"Maybe the problems simply co-dependancyyyyyyyy"
I haven'tbeen good lately. I haven't been good to myself or others. I've been short with undeserving people. Ive been paying service to food and drink that doesn't deserve my attention. I've been angry at things I can't help and lashing out because of things I can.
I don't know if anyone can relate. But I am prone to falling into relationships in which I'm completely co-dependant on. In which I lose all autonomy into. It doesn't matter how much I strain, how much I lose, how ever many years go by. As long as that relationship is fed.
You watch It use others, you make excuses for it. Because you're different. It needs you more than you need it. Yea it treats others poorly,but not you because you actually contribute and you've seen its weaknesses.

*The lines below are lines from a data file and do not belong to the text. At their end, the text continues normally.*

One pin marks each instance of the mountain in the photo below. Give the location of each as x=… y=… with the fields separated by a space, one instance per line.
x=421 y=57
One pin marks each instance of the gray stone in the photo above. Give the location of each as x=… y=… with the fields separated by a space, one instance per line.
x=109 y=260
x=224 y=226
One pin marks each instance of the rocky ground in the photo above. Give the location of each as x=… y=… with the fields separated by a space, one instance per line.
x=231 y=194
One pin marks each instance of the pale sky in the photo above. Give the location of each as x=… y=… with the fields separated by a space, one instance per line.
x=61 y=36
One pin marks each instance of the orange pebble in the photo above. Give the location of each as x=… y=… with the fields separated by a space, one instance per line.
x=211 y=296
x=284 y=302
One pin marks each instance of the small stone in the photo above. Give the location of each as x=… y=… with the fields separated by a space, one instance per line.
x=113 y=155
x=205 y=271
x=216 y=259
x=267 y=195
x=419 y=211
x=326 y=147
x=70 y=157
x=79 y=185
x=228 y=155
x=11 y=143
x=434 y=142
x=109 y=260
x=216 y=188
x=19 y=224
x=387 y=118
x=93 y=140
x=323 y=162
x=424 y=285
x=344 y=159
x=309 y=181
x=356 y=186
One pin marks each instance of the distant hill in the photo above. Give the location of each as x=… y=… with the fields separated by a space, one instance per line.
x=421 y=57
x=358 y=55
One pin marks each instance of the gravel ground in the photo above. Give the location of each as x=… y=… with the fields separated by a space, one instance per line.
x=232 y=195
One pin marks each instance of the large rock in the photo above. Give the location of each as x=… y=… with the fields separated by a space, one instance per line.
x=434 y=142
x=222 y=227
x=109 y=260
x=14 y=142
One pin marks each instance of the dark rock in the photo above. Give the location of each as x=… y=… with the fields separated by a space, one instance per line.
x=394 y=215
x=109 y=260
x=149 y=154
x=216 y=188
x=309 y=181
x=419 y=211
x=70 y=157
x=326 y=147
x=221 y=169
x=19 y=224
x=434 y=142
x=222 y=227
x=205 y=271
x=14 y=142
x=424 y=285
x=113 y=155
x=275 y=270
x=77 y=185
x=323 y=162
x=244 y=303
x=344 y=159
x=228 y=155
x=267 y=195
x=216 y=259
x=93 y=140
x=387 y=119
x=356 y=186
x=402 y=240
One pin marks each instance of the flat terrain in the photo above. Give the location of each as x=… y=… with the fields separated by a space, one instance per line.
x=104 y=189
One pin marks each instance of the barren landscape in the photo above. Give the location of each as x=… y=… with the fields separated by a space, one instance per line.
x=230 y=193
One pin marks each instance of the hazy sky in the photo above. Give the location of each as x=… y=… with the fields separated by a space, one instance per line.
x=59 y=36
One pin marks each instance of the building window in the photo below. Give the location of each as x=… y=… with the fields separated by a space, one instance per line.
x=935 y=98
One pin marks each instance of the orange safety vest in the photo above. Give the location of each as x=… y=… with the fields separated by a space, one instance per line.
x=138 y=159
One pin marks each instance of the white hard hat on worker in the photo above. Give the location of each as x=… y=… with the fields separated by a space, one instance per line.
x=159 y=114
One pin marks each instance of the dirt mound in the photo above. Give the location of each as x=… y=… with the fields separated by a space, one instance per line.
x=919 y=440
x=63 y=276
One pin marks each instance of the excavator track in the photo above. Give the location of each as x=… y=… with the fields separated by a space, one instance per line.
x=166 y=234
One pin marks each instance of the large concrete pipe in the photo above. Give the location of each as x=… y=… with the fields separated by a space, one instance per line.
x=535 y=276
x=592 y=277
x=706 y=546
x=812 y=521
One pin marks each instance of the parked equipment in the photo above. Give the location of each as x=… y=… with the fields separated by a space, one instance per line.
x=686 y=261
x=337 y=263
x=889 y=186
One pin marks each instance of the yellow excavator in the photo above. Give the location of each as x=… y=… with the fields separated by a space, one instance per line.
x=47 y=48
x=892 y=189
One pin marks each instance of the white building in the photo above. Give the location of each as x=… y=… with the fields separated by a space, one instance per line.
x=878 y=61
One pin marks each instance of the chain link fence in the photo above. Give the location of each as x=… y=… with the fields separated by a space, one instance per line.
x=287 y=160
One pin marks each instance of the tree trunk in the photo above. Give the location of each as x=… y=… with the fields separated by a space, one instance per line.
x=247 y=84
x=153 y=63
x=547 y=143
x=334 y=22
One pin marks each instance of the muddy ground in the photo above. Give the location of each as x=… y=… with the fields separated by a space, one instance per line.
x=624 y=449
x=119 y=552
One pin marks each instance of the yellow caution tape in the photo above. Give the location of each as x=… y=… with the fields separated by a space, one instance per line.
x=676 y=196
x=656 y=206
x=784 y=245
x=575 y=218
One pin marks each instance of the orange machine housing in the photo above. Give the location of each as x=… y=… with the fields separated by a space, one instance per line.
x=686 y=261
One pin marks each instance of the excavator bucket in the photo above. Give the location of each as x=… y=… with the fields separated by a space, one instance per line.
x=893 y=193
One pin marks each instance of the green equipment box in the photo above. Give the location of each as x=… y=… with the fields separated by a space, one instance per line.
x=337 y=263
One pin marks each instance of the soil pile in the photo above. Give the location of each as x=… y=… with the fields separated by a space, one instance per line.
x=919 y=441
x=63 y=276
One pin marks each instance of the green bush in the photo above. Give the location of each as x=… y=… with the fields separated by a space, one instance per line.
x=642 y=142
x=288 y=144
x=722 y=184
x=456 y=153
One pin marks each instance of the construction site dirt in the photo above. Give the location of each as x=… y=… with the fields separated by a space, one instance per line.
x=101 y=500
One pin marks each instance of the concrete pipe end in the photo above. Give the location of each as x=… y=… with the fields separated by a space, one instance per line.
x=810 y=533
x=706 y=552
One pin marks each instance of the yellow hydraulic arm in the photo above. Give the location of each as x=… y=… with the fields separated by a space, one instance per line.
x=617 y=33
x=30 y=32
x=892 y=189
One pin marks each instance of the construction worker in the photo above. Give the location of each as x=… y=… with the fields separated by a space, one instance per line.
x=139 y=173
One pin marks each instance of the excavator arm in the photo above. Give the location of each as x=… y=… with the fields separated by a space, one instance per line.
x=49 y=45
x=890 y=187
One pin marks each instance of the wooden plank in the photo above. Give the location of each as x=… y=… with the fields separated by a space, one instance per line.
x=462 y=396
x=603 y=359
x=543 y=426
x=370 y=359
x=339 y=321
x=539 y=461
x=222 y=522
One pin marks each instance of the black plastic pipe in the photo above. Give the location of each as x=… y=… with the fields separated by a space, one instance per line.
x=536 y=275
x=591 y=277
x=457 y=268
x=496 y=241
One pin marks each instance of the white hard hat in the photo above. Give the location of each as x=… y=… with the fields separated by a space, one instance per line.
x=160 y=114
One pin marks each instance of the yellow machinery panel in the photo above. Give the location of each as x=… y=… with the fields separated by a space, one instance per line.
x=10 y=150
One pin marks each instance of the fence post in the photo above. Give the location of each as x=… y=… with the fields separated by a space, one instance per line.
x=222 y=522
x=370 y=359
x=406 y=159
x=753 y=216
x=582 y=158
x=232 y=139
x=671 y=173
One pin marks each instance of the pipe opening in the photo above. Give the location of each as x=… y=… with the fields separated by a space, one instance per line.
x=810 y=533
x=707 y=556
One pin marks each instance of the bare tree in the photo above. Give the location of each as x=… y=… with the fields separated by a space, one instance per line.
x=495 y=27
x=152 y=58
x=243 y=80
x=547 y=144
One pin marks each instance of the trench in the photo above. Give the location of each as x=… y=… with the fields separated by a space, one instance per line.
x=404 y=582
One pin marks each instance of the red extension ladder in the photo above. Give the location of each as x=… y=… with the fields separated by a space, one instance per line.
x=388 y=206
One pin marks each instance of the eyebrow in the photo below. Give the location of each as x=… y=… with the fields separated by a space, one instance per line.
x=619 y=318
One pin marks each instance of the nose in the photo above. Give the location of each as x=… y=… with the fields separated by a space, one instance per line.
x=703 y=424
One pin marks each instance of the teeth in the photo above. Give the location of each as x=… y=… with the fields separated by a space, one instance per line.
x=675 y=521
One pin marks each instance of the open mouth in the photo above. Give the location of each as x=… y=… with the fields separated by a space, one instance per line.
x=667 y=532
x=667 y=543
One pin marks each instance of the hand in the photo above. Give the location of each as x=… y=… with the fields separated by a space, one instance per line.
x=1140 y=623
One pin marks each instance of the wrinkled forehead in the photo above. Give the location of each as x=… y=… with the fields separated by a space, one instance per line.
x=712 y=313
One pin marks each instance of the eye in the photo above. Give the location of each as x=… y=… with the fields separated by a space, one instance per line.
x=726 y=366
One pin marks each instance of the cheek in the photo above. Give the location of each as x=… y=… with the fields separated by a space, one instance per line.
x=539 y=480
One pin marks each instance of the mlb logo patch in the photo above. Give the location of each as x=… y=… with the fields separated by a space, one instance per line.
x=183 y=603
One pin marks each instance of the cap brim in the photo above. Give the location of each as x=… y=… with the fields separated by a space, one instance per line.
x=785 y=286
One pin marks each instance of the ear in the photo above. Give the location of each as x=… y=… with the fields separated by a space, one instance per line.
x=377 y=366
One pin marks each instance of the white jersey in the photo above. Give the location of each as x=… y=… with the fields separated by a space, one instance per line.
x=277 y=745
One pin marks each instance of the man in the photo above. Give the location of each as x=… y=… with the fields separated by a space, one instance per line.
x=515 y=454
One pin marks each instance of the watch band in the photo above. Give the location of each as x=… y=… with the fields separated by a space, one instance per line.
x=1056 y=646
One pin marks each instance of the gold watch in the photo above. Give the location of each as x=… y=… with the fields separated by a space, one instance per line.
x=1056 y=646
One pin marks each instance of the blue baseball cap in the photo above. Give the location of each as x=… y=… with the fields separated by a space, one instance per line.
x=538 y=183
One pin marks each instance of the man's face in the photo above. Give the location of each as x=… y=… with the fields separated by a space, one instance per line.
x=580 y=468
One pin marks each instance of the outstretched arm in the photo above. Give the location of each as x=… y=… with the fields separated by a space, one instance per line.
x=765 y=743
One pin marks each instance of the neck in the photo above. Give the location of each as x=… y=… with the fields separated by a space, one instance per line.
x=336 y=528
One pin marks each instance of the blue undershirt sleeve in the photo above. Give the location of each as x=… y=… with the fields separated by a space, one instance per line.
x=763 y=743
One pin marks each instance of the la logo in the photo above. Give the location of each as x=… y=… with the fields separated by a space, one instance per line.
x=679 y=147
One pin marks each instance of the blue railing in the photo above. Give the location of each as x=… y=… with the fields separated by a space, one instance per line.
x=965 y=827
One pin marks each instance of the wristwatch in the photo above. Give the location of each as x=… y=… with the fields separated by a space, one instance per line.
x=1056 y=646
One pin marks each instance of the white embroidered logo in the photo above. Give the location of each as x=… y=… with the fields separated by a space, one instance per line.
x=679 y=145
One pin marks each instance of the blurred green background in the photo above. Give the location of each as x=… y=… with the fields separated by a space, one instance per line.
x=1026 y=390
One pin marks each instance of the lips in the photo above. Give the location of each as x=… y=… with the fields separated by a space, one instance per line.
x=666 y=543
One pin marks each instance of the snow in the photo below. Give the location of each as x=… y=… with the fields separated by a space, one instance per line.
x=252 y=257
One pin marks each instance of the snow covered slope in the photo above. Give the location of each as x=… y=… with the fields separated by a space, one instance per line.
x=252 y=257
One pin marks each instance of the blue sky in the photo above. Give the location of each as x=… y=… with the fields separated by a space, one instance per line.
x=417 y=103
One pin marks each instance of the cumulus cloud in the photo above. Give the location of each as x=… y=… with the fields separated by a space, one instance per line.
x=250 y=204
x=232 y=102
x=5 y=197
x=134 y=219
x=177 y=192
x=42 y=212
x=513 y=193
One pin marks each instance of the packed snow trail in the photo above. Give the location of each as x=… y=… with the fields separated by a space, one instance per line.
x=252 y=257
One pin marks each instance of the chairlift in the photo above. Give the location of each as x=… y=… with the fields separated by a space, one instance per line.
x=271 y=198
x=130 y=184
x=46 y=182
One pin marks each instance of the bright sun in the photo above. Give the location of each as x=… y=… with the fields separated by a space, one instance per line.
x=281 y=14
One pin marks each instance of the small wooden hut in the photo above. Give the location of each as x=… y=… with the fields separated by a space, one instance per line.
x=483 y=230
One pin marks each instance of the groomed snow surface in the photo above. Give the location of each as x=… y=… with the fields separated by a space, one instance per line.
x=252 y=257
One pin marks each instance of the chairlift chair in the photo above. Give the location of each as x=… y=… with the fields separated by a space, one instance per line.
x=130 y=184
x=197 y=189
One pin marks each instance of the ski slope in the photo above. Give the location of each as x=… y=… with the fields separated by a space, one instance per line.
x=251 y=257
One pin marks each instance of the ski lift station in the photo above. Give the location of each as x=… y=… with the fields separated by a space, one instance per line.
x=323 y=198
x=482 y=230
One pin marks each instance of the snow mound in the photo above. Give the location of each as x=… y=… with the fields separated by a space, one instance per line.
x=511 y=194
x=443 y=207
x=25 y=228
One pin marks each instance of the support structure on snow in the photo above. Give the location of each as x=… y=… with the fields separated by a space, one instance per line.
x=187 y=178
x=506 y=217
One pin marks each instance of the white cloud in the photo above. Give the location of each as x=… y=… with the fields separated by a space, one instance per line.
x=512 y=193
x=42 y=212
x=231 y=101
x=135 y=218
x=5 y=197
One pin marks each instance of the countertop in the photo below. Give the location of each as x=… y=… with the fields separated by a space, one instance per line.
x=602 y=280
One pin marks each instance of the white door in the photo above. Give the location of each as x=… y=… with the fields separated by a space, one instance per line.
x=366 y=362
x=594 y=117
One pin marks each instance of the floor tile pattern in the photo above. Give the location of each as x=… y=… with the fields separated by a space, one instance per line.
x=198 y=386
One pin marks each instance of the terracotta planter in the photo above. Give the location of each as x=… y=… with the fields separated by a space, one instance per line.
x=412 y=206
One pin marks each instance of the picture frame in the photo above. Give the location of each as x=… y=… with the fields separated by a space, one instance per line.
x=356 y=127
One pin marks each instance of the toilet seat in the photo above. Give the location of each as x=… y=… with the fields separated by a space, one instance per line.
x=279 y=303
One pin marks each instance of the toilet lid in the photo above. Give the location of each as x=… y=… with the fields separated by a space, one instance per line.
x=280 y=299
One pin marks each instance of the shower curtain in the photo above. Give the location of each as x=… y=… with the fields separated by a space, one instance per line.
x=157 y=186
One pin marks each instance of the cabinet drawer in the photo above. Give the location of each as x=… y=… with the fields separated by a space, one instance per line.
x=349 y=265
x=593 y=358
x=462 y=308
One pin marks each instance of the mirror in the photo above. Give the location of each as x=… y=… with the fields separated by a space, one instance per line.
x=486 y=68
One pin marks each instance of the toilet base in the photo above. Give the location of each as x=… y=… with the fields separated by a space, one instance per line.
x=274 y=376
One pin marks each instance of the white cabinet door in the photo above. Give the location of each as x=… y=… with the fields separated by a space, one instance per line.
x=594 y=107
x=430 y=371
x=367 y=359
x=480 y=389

So the years go by and you're no longer who you were. You've self medicated so much to get along with that relationship that you're not that funny happy kid. You're meaner. You're angrier. You're fatter. Your energy for things you like is gone to make room for your relationship. You even have fear and anxiety doing the fun things because it might take you away from that relationship.
And It takes. Sure. Yea, It takes.
Until one day it takes too much. Just one taste too much and you see it for what it is. An overbearing and Uncaring energy that has been looking for someone poor sucker like you. It knows it has you by the balls. And the when it knows youve seen it for what it actually is. That relationship bears it's teeth and smiles with its eyes and dares you to walk out. It even opens the door for you. And you almost feel it:freedom.
But instead you take another swig to sober you up and you sit down and distract youself for the next ten years.
Knowing this. Seeing this. Feeling this. Why am I still going back?